When I wake I am still wrapped in my dream of George. His lips were still lightly brushing the back of my neck until I realize it is just a piece of straw stuck through my mat. I'm still thinking of George and how safe I felt in the weight of his arms when I remember he is dead. I remember the letter from his captain telling us of his gallant death. I know I will no longer sleep so I sit up. That's when I smell the smoke. When I stand, I see it's thick in the room. So, I crouch back down and crawl to the door. When I open it, I see the whole first floor is covered in flames. Part of me is still so deep in my dream I want to walk into it: into the other life where George might be waiting. Who would know? Who would care? George, Kiss me on the back of this black night.
That's when I hear the glass shattering behind me. A man grabs me like a rag doll and carries me out.
Outside, there are people standing everywhere. Fire pours out windows and doors. I stand, dumb, shivering, even next to this inferno. Who should come up the slope, but Widow Ricketts flanked by several young men. "Let's form a fire line" she says. "I've got a well and some buckets.”

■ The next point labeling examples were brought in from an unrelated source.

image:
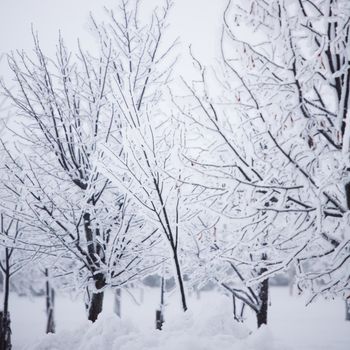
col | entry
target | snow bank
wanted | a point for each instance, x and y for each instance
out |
(206, 330)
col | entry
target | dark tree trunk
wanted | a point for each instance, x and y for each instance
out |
(160, 312)
(5, 331)
(117, 301)
(5, 321)
(96, 299)
(180, 281)
(50, 305)
(261, 315)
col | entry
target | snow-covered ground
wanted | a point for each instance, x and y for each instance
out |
(319, 326)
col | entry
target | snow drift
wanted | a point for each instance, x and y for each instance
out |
(204, 331)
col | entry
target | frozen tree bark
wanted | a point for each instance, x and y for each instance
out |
(50, 304)
(117, 301)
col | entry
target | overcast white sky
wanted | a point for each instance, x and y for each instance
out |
(194, 21)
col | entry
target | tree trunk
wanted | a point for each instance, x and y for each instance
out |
(261, 315)
(5, 331)
(50, 305)
(5, 321)
(96, 301)
(160, 312)
(117, 301)
(180, 281)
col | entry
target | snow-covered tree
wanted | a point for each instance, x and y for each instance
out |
(65, 114)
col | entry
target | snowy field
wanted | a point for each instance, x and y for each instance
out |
(320, 326)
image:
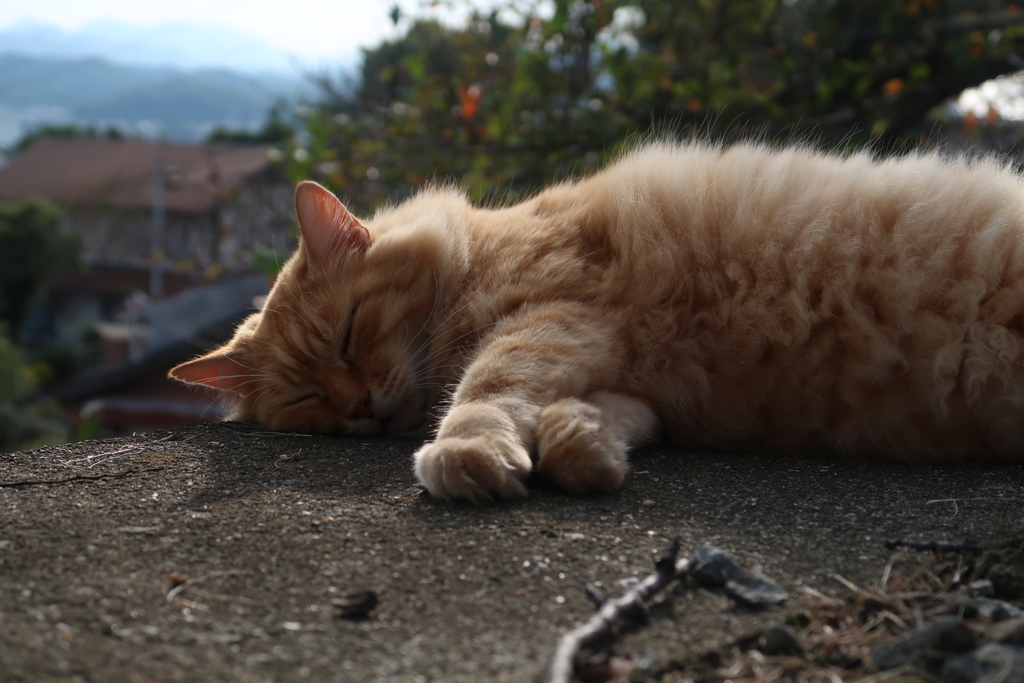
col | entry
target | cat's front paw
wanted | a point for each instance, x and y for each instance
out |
(478, 469)
(578, 451)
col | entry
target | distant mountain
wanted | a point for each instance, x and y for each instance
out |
(177, 45)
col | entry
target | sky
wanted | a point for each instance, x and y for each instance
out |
(311, 30)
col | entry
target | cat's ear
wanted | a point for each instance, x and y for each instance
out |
(329, 230)
(219, 370)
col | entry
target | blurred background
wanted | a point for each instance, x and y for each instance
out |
(148, 153)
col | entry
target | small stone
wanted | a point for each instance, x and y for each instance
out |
(1009, 632)
(963, 606)
(780, 640)
(713, 567)
(982, 588)
(755, 591)
(997, 610)
(944, 636)
(355, 605)
(991, 663)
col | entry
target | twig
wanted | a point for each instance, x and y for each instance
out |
(171, 594)
(601, 624)
(77, 477)
(936, 547)
(109, 455)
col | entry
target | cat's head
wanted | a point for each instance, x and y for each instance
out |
(340, 343)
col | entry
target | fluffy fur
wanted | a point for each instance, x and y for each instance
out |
(741, 298)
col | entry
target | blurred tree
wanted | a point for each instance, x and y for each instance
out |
(68, 131)
(34, 246)
(513, 99)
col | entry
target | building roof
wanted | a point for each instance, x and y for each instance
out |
(120, 173)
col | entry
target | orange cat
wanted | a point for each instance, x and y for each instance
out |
(740, 298)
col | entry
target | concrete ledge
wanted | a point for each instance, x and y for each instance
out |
(216, 553)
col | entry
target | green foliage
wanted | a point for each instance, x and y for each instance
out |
(511, 100)
(34, 246)
(15, 383)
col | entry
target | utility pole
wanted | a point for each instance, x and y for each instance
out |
(157, 255)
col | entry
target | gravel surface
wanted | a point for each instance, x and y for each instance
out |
(226, 553)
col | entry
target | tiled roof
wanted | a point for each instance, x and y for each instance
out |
(120, 173)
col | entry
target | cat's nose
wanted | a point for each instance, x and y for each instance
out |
(363, 409)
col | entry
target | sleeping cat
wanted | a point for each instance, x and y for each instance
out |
(742, 298)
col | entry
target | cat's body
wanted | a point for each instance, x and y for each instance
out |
(740, 298)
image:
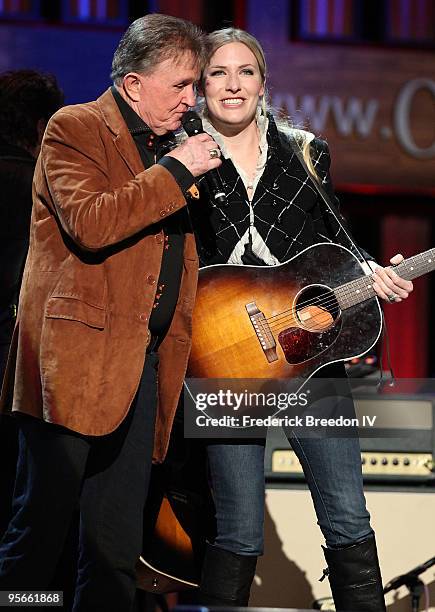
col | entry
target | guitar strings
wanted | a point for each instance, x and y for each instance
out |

And with that, I snapped back. It's as if the fire had been a dream until she arrived. They handed out buckets and asked people to line up, arms stretched out to form a brigade. And so we did. For six hours we stood, passing buckets of cold water from hand to hand until the water was poured on the blaze. At first, the water didn't do much. It fizzled and steamed on the wood. Then, after a few hours, the fire started to back down. By the time we were done the hotel was a few dark embers sticking up against the dawn sky. People started to shuffle about not knowing what to do. In that commotion, Widow Ricketts came up to me. We were both black with soot, wearing only our night clothes. She grabbed my shoulder with her warm hand and said, "Diana, come with me." I just followed her lead. We walked down to her house. She passed me a handful of wool blankets and made a bed for me in her front room. "Let's get some rest," she said, motioning to the bed as she walked back to her bedroom and closed the door. As I closed my eyes, all I could see were those flames and the dark part of my heart that wanted to walk into them. It seemed impossible to fall asleep after what we had seen. So I lay back, opened my eyes and looked around me. On every wall, between mounds of dirty and clean laundry were piles and piles of books. I could smell the must from their covers. Next to me, was a wooden chair, a little oak table with an unlit kerosene lamp and on the seat of the chair, sat a book, pages down.